Building extraction from remote sensing imagery using SegFormer with post-processing optimization

Traditional methods for building extraction from remote sensing images rely on feature classification techniques, which often suffer from high usage thresholds, cumbersome data processing, slow recognition speeds, and poor adaptability. With the rapid advancement of artificial intelligence, particularly machine learning and deep learning, significant progress has been achieved in the intelligent extraction of remote sensing images. Building extraction plays a crucial role in geographic information applications, such as urban planning, resource management, and ecological protection. This study proposes an efficient and accurate building extraction method based on the SegFormer model, a state-of-the-art Transformer-based architecture for semantic segmentation. The workflow includes data preparation, model construction, model deployment, and application.
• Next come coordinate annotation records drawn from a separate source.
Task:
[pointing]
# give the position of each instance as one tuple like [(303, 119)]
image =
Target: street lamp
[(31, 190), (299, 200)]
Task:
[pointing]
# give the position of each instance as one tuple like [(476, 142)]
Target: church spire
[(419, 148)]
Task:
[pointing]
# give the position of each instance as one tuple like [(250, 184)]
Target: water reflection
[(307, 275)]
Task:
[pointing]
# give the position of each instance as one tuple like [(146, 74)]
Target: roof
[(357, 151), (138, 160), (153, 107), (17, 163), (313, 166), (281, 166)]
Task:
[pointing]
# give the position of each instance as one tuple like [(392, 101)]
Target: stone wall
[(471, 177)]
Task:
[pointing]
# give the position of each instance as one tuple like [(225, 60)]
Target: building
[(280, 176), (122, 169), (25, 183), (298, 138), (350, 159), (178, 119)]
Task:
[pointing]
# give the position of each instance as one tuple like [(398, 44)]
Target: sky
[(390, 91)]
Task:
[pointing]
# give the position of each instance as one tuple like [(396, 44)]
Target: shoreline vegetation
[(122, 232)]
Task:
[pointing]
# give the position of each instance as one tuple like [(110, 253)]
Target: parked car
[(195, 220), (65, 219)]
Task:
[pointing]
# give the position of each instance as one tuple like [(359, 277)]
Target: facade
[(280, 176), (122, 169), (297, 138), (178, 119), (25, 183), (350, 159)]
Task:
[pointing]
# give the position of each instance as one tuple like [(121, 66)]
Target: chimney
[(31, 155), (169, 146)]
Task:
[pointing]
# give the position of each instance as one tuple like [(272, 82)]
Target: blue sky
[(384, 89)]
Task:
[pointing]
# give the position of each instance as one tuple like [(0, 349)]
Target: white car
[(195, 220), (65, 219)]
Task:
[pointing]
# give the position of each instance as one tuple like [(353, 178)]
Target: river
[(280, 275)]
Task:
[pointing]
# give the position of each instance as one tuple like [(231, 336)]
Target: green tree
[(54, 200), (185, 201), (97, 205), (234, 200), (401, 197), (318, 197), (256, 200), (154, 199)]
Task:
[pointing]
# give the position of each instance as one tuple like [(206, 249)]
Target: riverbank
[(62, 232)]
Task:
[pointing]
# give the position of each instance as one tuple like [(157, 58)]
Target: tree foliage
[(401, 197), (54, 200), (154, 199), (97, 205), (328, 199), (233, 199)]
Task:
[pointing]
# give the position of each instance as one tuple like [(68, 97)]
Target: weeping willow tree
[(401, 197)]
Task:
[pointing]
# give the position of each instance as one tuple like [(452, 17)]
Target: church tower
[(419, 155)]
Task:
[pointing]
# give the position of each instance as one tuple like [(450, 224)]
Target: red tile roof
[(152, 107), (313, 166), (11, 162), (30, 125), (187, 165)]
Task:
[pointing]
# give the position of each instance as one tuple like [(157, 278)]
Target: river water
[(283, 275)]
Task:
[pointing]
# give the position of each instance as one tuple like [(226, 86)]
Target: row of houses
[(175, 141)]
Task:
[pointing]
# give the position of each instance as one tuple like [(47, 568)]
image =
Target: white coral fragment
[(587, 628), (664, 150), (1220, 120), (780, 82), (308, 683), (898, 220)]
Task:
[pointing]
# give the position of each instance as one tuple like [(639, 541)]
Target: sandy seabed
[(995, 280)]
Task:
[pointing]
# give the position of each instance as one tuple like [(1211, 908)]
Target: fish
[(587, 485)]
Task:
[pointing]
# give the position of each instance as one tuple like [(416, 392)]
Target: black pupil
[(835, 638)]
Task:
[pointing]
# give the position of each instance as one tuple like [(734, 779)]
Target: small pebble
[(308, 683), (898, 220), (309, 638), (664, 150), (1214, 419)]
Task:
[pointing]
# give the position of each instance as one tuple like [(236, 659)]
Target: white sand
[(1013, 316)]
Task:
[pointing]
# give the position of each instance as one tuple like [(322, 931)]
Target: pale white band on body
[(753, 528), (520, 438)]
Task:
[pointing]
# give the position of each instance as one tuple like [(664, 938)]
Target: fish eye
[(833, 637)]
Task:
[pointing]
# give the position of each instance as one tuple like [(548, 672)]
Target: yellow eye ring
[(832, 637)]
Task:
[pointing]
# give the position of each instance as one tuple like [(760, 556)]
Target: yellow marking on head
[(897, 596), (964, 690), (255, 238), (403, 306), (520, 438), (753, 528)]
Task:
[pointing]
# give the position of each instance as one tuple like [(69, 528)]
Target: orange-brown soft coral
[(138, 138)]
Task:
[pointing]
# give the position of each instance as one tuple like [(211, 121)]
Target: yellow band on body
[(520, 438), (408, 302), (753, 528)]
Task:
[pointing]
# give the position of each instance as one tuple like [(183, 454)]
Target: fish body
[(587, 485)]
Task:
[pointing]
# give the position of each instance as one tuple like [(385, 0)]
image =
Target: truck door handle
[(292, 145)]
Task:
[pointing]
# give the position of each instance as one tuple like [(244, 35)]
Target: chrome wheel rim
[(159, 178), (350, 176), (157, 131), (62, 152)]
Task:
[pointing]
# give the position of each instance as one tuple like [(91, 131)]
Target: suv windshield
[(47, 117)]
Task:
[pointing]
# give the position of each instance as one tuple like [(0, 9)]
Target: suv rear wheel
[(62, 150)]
The SegFormer model is selected for its hierarchical Transformer encoder and lightweight MLP decoder, which enable high-precision binary classification of buildings in remote sensing images. Additionally, post-processing techniques, such as noise filtering, boundary cleanup, and building regularization, are applied to refine the inference results, significantly improving both the visual presentation and accuracy of the extracted buildings. Experimental validation is conducted using the publicly available WHU building dataset, demonstrating the effectiveness of the proposed method in urban, rural, and mountainous areas. The results show that the SegFormer model achieves high accuracy, with the MiT-B5 backbone network reaching 94.13% Intersection over Union (IoU) after 100 training epochs. The study highlights the robustness and scalability of the method, providing a solid technical foundation for remote sensing image analysis and practical applications in geographic information systems.